Boosting reliability and system stability
The finance ministry said the new transmission infrastructure is expected to enhance system stability, reduce technical losses and ease load shedding, which has periodically disrupted businesses and households across the country.
Africa50 said the project would ‘unlock cleaner, affordable, and more reliable power for millions of Kenyans’, underscoring the growing pressure on the national grid as electricity demand continues to rise.
Kenya has invested heavily in renewable energy over the past decade, particularly geothermal, wind and solar generation. However, weaknesses in transmission capacity have often limited the efficient delivery of power from generation sites to consumption centres, especially during peak demand periods.
High demand-driven overloads have previously been blamed for grid failures, including nationwide blackouts. The government says expanding transmission capacity is critical to accommodating future demand without increasing the risk of system-wide outages.
Financing infrastructure under debt pressure
The agreement also highlights how Kenya is rethinking infrastructure financing amid mounting debt pressures. Public debt has risen sharply in recent years, narrowing the government’s borrowing headroom and forcing a reassessment of how major projects are funded.
At the same time, resistance to new tax hikes has constrained traditional revenue-raising options.

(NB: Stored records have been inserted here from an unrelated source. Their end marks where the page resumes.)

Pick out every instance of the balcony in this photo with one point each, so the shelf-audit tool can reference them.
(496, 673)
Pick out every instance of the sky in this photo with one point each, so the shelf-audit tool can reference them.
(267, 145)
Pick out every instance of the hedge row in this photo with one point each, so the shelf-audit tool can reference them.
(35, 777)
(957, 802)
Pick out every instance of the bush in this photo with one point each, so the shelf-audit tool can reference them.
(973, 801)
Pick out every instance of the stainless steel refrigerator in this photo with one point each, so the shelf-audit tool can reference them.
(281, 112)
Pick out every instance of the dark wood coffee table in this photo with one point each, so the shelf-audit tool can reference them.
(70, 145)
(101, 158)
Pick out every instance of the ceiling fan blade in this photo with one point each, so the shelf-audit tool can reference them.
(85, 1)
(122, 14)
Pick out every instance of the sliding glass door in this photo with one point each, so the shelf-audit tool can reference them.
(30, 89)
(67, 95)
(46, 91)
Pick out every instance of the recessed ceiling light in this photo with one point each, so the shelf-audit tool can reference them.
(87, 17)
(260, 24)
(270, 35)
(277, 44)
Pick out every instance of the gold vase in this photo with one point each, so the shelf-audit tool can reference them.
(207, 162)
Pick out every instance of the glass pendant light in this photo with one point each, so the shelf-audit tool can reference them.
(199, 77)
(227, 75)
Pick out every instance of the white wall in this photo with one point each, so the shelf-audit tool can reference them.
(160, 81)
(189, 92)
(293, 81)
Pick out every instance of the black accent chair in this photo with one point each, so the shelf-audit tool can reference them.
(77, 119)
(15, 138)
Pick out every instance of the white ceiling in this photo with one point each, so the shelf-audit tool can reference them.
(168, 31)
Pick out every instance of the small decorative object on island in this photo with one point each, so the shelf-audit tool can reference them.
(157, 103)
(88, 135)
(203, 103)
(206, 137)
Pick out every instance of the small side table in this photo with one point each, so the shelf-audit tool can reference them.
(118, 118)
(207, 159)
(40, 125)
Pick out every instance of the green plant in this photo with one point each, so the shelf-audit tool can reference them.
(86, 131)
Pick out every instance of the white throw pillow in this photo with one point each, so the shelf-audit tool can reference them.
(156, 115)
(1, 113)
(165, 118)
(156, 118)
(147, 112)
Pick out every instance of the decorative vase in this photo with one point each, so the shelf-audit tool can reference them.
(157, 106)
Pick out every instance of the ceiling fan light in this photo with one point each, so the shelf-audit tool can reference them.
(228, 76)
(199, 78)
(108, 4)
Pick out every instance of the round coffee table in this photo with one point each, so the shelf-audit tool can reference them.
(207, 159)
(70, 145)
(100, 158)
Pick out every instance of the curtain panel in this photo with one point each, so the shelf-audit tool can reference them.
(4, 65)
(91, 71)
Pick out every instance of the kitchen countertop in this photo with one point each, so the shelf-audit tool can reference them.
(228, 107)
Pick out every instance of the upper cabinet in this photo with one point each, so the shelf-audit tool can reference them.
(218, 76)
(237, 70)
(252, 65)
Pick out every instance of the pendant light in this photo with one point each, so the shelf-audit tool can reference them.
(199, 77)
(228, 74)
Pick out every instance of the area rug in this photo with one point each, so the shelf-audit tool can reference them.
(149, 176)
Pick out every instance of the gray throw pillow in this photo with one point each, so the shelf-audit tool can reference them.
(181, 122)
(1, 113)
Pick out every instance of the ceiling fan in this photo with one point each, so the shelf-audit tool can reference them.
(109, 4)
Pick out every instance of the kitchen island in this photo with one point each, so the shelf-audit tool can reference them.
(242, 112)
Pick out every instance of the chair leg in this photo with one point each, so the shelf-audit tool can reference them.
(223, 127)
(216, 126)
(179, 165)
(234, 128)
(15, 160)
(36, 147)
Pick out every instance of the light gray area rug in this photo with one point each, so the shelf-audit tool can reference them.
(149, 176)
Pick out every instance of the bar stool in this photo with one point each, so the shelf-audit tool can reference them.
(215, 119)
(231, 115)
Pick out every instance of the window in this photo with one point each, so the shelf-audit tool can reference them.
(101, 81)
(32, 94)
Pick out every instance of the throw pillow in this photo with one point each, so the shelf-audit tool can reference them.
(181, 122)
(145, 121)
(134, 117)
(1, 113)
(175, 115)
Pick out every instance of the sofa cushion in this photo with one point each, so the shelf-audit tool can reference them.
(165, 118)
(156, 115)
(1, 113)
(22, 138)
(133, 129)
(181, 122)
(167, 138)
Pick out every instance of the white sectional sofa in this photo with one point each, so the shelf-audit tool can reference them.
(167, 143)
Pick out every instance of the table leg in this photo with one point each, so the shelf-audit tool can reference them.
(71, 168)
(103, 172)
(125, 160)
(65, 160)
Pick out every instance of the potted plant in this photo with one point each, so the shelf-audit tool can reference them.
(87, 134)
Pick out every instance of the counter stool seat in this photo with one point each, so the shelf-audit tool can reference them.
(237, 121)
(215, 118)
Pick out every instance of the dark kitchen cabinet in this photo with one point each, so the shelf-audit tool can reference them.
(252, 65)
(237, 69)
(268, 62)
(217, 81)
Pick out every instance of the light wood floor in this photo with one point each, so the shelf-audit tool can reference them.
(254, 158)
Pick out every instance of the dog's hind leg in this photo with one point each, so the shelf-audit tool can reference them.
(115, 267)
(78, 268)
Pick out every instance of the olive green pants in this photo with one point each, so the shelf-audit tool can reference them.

In response, President William Ruto’s administration has increasingly turned to public-private partnerships and the securitisation of revenue streams to keep priority infrastructure projects moving.
The finance ministry did not disclose a detailed breakdown of the $311 million investment or specify how much additional transmission capacity the two lines are expected to add to the national grid.
Debate over risk and transparency
Kenya’s growing reliance on PPPs has drawn criticism from civil society groups and some lawmakers, who argue that opaque contracts can expose the state to hidden long-term liabilities if projects underperform.
The government has rejected those claims, insisting that PPP frameworks are subject to oversight and that private-sector participation shifts construction and operational risks away from the public balance sheet.
The debate intensified last year after the government cancelled a proposed power transmission project involving India’s Adani Group, following the indictment of the conglomerate’s founder in the United States. The cancellation fuelled political scrutiny of private-sector infrastructure deals and their governance.
Africa50’s expanding role
Africa50, which is largely owned by African states and development finance institutions, has positioned itself as a vehicle for mobilising long-term capital into infrastructure projects across the continent. Its involvement in the Kenya project is likely to be viewed by officials as lending credibility to the financing structure at a sensitive fiscal moment.
As electricity demand continues to grow, Kenya faces the challenge of expanding its power network to support economic growth while managing debt risks and public concern over how that expansion is financed.